For Duka Mode (Quick Add)

Add optional package fields to QuickStockAdjustmentSchema:

# Optional: Enter by package instead of quantity
packages = fields.Decimal(allow_none=True)
package_size = fields.Decimal(allow_none=True)
package_unit = fields.String(allow_none=True)
package_cost = fields.Decimal(allow_none=True)

Service calculates:

if data.get('packages') and data.get('package_size'):
    quantity = data['packages'] * data['package_size']
    unit_cost = data['package_cost'] / data['package_size']
else:
    quantity = data['quantity']
    unit_cost = data.get('unit_cost')

Keep Default Package on Item Master

For convenience, keep default package info on InventoryItem:

  • Pre-fills the receipt form
  • Suggests "You usually buy this in 50L jerrycans"
  • Can be overridden per receipt

Summary

ConceptWhat It StoresChanges When
Item MasterIdentity (name, SKU, UOM)Rarely (new product, rename)
Stock ReceiptTransaction (packages, cost, batch)Every purchase
Package InfoHow you bought itPer receipt

The Item Master defines WHAT something is. The Receipt defines HOW you got it.

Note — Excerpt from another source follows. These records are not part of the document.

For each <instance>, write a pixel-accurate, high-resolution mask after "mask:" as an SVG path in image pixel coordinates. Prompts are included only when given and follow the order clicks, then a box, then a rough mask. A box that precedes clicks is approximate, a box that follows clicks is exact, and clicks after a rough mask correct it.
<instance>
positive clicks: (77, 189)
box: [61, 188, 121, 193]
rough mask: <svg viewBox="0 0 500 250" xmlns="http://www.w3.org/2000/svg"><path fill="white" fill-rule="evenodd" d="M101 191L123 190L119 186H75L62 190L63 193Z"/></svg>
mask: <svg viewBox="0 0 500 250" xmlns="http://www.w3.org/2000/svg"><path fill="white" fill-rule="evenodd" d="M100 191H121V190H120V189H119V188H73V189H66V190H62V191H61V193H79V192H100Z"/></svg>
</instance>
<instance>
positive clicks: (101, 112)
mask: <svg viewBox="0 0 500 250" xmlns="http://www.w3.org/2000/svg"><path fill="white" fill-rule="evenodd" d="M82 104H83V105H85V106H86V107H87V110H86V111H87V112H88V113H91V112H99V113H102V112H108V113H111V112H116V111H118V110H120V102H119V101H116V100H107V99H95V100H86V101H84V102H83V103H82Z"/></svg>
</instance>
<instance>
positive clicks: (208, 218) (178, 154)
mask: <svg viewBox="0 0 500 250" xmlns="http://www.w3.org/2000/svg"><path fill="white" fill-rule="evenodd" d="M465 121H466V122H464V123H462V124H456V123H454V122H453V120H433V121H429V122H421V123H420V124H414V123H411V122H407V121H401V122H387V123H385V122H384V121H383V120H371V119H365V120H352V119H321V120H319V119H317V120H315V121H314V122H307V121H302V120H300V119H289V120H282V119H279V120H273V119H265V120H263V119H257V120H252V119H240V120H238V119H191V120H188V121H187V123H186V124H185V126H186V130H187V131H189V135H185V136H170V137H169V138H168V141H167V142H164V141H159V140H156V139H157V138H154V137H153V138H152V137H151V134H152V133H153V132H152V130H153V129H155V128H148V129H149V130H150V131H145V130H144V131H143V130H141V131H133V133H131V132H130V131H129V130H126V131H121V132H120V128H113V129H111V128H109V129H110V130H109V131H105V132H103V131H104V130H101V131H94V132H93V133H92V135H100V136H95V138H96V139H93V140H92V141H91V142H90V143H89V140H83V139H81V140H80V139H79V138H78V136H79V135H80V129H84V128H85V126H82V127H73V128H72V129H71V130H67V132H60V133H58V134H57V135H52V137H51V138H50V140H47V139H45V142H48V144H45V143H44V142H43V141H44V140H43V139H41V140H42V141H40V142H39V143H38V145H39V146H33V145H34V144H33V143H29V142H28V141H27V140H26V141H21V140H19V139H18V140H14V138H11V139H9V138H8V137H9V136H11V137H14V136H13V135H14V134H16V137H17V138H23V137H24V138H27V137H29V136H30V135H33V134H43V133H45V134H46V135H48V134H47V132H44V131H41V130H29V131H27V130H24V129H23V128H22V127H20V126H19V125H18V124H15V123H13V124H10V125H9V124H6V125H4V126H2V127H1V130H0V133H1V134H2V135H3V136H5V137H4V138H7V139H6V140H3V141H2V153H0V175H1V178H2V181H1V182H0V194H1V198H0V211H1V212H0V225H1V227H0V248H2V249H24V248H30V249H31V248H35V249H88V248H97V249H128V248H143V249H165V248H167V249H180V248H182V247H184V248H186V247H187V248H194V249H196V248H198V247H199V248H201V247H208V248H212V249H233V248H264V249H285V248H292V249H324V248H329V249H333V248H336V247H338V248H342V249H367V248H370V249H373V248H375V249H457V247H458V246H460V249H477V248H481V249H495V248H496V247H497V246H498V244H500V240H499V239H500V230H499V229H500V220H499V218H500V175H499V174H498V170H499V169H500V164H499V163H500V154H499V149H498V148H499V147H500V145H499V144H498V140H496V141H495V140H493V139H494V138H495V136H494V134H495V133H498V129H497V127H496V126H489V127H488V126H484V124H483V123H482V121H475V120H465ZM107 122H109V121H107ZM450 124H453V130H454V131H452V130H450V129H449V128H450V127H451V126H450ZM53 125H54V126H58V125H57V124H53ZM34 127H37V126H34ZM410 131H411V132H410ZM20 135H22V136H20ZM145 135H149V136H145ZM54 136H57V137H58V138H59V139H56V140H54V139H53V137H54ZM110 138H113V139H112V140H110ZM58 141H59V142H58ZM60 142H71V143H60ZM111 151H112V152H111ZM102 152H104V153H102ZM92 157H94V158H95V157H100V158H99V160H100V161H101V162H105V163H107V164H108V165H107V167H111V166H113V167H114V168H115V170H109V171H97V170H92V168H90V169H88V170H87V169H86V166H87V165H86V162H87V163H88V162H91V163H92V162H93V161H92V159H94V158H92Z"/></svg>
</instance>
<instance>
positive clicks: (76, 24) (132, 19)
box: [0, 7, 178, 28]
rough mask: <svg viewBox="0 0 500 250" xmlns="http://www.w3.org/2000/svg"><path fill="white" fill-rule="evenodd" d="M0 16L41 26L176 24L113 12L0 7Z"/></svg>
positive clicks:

Sugar is sugar whether it comes in 50 KG bags or 100 KG bags. The packaging is a property of the transaction, not the product.

Quick Reference

"Should I name it '50 KG Sugar'?"

No. Name it "Sugar."

  • 50 KG is the package size → goes on receipt
  • Sugar is the product → goes on item master

"What if I buy different sizes?"

Each receipt records its own package info:

  • Receipt 1: 2 × 50 KG bags
  • Receipt 2: 1 × 100 KG bag
  • Same item master, different receipts

"What about dukas using quick add?"

Two options:

  1. Current: Enter calculated quantity and unit cost
  2. Enhanced: Enter packages and let system calculate

Both work - enhanced is more intuitive for shop owners who think in "bags" not "kilograms."


This architecture serves both the duka owner who just needs to add stock quickly, and the enterprise retailer who needs full procurement audit trails. Same data model, different interfaces.